Northeast Brazil Draws More Service
Air France’s Salvador route, launched in late 2024 as its fifth Brazilian destination, follows a seasonal pattern that suspends service during low-demand months. It will resume on June 26 with three weekly Boeing 777-200ER flights, switching to the A350-900 from June 1. Salvador, a UNESCO World Heritage city, has Paris alongside Lisbon and Madrid as its third nonstop European connection.
Fortaleza, which has been served three times weekly from Paris, will see its frequency rise to four departures per week starting June 22. During peak summer, between August 8 and 21, Air France will operate five weekly flights to the Ceará state capital, matching the schedule it ran during the previous northern winter high season.

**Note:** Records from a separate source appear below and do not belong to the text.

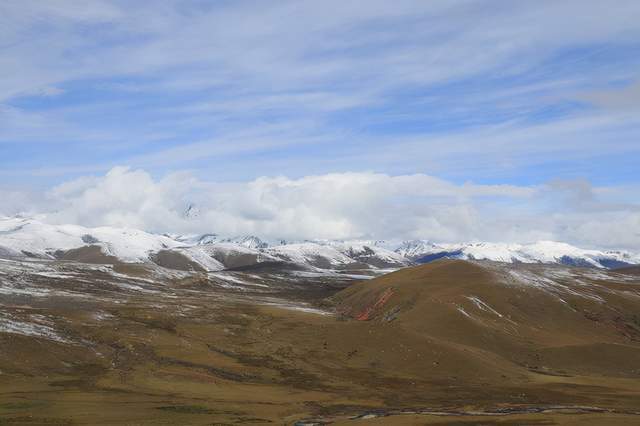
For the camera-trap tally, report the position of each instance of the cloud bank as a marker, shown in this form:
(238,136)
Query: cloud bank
(345,206)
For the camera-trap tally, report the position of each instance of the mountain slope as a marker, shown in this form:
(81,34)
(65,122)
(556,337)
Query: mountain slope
(540,252)
(548,319)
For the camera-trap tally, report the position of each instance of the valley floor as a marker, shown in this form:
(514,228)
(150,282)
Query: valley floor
(97,347)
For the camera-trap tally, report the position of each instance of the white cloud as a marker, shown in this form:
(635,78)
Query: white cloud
(351,205)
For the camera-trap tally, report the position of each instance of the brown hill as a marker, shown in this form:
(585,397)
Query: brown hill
(549,319)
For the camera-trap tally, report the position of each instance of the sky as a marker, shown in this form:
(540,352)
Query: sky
(442,120)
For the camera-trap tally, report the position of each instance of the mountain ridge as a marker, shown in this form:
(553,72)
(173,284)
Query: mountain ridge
(29,237)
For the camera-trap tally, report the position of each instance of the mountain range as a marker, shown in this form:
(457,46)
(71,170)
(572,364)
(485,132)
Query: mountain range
(32,238)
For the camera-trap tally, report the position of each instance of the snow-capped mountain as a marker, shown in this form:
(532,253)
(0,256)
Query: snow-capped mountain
(540,252)
(28,237)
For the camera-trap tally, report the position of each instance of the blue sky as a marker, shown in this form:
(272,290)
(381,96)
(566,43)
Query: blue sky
(488,91)
(526,93)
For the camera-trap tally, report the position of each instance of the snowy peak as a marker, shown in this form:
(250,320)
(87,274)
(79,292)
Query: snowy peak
(21,237)
(539,252)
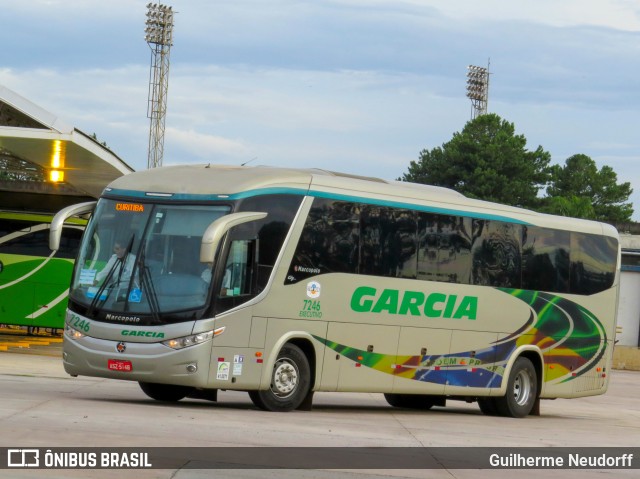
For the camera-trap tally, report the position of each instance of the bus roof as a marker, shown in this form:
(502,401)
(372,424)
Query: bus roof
(214,182)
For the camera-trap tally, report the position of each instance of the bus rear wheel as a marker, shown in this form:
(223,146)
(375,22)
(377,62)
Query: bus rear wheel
(165,392)
(522,390)
(412,401)
(290,382)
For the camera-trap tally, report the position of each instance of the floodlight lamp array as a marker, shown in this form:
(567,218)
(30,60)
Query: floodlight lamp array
(159,24)
(477,82)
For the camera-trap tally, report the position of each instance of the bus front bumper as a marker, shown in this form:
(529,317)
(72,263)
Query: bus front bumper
(145,362)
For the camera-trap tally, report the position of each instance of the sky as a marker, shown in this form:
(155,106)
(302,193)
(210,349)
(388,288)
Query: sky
(358,86)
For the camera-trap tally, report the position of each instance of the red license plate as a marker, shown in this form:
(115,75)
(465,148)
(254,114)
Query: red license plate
(119,365)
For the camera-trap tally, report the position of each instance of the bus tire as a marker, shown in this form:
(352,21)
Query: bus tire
(165,392)
(522,390)
(290,382)
(410,401)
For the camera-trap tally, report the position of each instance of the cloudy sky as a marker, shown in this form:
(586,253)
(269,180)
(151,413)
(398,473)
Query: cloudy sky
(360,86)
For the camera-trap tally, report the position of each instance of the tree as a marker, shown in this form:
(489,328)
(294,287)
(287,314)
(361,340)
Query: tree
(487,160)
(580,182)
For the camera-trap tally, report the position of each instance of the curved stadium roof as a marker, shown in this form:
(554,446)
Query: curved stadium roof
(35,146)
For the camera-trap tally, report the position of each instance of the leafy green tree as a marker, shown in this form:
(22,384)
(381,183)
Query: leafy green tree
(487,160)
(581,183)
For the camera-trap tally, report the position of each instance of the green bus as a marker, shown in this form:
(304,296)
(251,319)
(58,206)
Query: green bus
(34,282)
(288,282)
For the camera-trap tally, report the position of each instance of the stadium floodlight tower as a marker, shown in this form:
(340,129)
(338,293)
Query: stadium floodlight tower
(478,89)
(159,37)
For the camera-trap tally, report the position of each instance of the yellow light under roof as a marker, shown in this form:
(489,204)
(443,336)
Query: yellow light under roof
(56,176)
(58,153)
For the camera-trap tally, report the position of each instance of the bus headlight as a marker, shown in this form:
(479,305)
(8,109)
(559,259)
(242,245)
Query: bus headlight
(72,333)
(186,341)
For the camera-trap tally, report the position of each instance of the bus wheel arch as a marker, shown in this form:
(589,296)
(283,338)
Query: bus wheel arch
(290,380)
(522,388)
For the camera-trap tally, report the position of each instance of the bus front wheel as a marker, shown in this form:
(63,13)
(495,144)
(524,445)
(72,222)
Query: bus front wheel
(165,392)
(290,382)
(522,390)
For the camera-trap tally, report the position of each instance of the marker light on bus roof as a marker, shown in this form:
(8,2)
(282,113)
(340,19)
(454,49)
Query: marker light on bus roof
(186,341)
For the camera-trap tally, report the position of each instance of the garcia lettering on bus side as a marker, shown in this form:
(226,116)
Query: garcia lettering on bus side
(366,299)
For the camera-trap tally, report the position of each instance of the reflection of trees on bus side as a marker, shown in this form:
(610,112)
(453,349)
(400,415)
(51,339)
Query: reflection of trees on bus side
(395,242)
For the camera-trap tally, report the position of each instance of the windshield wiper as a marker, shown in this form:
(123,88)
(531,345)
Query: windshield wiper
(107,280)
(146,283)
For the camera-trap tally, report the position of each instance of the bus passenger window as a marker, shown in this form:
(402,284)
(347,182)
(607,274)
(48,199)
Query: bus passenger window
(496,254)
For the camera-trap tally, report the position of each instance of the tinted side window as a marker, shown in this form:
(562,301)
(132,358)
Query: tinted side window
(69,243)
(31,244)
(444,248)
(271,231)
(329,241)
(593,260)
(545,259)
(496,252)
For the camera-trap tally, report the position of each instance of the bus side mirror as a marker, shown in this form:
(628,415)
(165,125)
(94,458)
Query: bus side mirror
(216,230)
(55,230)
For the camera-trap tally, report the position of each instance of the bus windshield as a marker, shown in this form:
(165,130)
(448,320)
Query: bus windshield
(143,259)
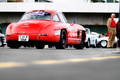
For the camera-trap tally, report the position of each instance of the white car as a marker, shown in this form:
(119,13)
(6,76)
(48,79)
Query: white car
(104,40)
(91,38)
(2,40)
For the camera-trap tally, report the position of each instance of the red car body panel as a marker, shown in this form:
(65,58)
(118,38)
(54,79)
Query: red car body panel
(44,30)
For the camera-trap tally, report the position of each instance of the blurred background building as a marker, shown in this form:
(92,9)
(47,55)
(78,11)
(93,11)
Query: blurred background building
(89,13)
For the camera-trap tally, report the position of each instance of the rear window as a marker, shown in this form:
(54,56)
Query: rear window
(37,15)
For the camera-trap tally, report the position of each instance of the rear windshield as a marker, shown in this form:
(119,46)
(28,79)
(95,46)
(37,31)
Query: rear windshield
(37,15)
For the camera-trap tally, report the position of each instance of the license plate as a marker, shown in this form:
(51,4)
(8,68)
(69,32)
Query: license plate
(23,38)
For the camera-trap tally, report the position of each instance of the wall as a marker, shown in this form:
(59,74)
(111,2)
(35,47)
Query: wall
(64,7)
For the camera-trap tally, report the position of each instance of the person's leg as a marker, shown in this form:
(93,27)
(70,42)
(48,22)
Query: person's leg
(109,39)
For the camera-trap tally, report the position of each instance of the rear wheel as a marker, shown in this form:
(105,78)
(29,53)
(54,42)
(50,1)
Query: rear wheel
(103,43)
(82,44)
(63,40)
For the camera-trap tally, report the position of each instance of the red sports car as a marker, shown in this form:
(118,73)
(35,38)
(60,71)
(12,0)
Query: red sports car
(45,27)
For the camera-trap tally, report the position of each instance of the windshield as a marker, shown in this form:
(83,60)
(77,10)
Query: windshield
(37,15)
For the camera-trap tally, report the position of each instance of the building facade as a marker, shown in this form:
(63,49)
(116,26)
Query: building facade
(85,13)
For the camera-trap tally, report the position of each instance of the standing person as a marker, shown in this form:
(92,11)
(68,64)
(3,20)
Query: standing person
(118,33)
(111,24)
(0,30)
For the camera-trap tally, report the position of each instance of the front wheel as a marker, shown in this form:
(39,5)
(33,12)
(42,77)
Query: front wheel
(63,40)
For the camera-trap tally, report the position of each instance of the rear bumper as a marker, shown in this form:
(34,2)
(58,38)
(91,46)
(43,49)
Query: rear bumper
(34,37)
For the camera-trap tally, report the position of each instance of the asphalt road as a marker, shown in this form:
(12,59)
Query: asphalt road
(53,64)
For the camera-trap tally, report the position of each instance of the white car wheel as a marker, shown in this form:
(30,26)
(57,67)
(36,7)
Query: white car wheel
(103,44)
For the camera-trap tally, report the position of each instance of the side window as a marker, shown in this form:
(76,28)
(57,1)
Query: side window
(55,18)
(62,18)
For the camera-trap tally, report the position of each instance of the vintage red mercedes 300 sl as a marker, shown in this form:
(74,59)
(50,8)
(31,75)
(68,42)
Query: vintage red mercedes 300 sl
(40,27)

A Bigger Framework for Growth
The expansion follows a modernized bilateral air services agreement between Brazil and France, replacing a framework dating to 1965. The updated deal adds 14 new long-haul frequency slots and raises the ceiling to 50 weekly flights. The market carried over one million passengers in the twelve months through June 2025, up 20% year-on-year, according to Sabre data.
Air France currently operates about 35 weekly round trips across its four regular Brazilian destinations. LATAM flies daily between São Paulo and Paris, and Azul runs seasonal flights from Campinas to Paris Orly. Air France’s codeshare with GOL gives passengers access to over 40 domestic Brazilian connections beyond the gateway cities.
Why Brazil Keeps Getting More Planes
The sustained capacity additions reflect a structural shift in transatlantic demand. Brazil’s record air travel growth in early 2026 has outpaced most major markets, driven by a combination of tourism recovery, diaspora travel, and a weaker real that makes the country more affordable for European visitors. For Air France, the northeast coast represents a particularly attractive proposition: Fortaleza and Salvador offer warm-weather escapes during the European summer months, with shorter flight times than competing Caribbean or Southeast Asian beach destinations. As long as the seats keep filling, the planes will keep coming.